Major Accomplishments: Our major accomplishments include successfully obtaining local support for the project; reaching and exceeding our qualitative key informant interview numbers in each proposed strata (N=39) as well as focus group numbers (17 FGs with 86 persons) and 279 completed surveys; in addition, we have a peer review paper in final revisions in Cancer Medicine laying out the premise of our study as well as 11 presentations at national meetings as well as a report on local product use and health risk; all of which were received with much excitement and interest. In addition we used the qualitative data to developed questions around the importance of hair to Black women and men and are in the process to developing a Black culture and hair scale as this is lacking in the literature.

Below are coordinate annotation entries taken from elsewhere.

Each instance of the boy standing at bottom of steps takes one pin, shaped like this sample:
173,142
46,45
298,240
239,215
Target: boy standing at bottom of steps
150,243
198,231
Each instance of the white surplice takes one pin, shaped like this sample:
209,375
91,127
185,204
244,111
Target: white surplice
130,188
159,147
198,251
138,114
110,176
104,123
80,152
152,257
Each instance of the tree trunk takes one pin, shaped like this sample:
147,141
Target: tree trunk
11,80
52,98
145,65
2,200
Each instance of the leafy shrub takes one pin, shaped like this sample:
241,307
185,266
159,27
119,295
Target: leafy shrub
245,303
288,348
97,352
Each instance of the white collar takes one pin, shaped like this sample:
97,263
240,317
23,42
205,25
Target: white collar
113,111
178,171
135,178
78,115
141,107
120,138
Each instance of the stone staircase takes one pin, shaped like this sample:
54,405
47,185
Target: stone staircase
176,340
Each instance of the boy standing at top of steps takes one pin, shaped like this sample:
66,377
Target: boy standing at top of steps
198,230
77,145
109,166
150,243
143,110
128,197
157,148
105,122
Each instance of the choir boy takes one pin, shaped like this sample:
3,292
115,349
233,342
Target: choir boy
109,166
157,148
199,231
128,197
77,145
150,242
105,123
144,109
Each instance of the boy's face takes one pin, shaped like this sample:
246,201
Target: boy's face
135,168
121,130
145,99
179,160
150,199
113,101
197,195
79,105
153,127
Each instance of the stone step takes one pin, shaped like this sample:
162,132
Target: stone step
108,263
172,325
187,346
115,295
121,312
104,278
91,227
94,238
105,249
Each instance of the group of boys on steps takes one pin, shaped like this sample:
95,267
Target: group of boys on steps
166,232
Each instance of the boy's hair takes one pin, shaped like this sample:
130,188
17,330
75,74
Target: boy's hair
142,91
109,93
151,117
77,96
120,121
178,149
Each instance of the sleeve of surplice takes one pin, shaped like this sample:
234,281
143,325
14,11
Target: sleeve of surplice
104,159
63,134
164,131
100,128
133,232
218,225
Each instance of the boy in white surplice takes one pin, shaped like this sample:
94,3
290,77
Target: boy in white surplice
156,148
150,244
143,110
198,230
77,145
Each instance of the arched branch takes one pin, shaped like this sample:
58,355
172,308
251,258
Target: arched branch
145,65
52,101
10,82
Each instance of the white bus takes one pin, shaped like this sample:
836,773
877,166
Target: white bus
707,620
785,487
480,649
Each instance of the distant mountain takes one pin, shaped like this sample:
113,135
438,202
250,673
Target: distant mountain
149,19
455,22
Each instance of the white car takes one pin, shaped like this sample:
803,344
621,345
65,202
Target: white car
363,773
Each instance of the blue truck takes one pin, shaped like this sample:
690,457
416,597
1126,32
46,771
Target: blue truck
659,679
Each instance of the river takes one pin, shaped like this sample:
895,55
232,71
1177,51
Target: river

Future plans: In general, the decision was made to go forward with a future application to the California Breast Cancer Research Program this coming (2016) application cycle. We are in the process of figuring out details of the intervention approach aligned with the recommendations of our respondents as well as a final partnership model. We plan to continue meeting and will continue with dissemination of our findings to both professional and local community audiences; and to report our results back to the community that supported us in this important work


A review of hair product use on breast cancer risk in African American women doi: 10.1002/cam4.613
Periodical:Cancer Medicine
Index Medicus:
Authors: Stiel L., Adkins-Jackson P.B., Clark P., Mitchell E., Montgomery S.